05-09-2013, 09:05 PM
Our Elections Really Are Rigged—by Gerrymandering and Districting Abuses
Partisan redistricting—not just classic gerrymandering but a variety of structural factors—assures that the vast majority of congressional districts in the vast majority of states produce predictable results. Even if the candidate of the dominant party is flawed, even if a challenger has financial advantages, FairVote executive director Rob Richie reminds us that “partisanship is the dominant factor in determining election outcomes.”
Another reform group, Common Cause explains, “For decades partisan wrangling has led to gerrymandered redistricting maps, collusion among the major political parties to create safe Congressional and state legislative districts, and the packing and splitting of concentrations of voters to weaken or strengthen their influence to gain partisan advantage.”

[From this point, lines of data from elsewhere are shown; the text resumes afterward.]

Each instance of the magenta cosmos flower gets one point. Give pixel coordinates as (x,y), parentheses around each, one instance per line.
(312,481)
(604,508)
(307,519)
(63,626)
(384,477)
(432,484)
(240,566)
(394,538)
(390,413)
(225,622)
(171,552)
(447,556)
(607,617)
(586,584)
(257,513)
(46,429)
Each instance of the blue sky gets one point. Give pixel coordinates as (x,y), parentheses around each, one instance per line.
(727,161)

Common Cause notes, correctly, that the circumstance is growing worse, explaining that “advances in information and mapping technology has enabled a level of precision in district drawing that in effect, enables legislators to choose the voters they wish to represent and makes it difficult for voters to hold their elected officials accountable.”

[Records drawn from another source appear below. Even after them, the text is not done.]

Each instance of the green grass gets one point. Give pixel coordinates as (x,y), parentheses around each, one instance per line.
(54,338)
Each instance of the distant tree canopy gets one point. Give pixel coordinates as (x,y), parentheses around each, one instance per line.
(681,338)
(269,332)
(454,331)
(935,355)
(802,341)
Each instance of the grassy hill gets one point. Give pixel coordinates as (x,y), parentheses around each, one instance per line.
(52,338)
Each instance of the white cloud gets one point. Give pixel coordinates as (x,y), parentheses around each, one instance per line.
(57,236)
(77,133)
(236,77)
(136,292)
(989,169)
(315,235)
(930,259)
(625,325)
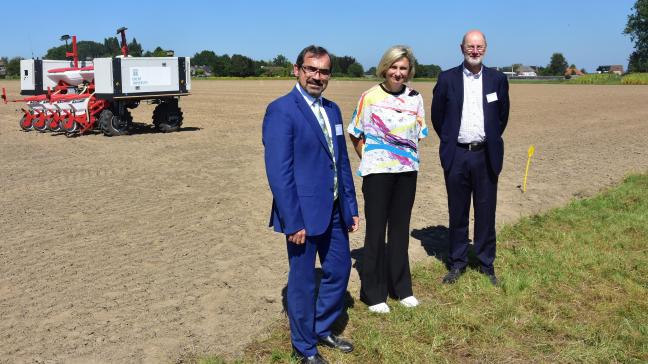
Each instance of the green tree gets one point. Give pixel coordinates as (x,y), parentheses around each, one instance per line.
(427,71)
(13,66)
(355,70)
(340,65)
(242,66)
(281,61)
(637,29)
(204,58)
(222,65)
(557,65)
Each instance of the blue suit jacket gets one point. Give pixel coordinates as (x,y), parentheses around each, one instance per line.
(447,105)
(300,169)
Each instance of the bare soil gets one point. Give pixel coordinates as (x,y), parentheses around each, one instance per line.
(146,247)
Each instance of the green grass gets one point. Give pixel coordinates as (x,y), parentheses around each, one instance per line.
(635,79)
(574,288)
(597,79)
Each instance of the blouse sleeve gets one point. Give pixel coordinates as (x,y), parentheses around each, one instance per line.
(420,118)
(356,127)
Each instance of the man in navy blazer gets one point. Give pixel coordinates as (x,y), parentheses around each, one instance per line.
(470,109)
(314,202)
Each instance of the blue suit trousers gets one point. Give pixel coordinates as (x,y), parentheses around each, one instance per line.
(310,312)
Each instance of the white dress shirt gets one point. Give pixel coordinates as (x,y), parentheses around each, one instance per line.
(472,113)
(311,101)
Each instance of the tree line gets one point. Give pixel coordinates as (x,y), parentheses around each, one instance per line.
(224,65)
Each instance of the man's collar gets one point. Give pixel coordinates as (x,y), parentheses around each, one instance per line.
(468,73)
(309,99)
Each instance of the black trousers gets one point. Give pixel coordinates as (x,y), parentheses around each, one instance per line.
(470,178)
(385,270)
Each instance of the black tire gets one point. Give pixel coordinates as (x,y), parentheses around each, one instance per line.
(113,125)
(167,117)
(55,129)
(40,128)
(24,126)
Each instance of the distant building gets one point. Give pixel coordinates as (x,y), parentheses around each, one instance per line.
(615,68)
(573,72)
(201,71)
(526,71)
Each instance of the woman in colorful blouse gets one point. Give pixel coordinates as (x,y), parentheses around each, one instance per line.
(385,130)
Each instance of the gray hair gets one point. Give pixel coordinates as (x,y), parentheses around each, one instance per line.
(392,55)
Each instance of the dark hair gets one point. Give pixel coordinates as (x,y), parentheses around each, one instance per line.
(315,50)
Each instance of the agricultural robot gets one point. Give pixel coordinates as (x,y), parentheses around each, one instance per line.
(75,97)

There’s always been gerrymandering, but we are not at a place where the general process of drawing and redrawing district lines has become definitional: If a district is drawn to elect Republicans, it almost always elects Republicans. If a district is drawn to elect Democrats, it almost always elects Democrats.
Money is influential, personality is a factor.
But nothing comes close to redistricting when it comes to defining the results of elections.
Time for all electoral boundaries to be drawn by an independent commission not beholden to any politician.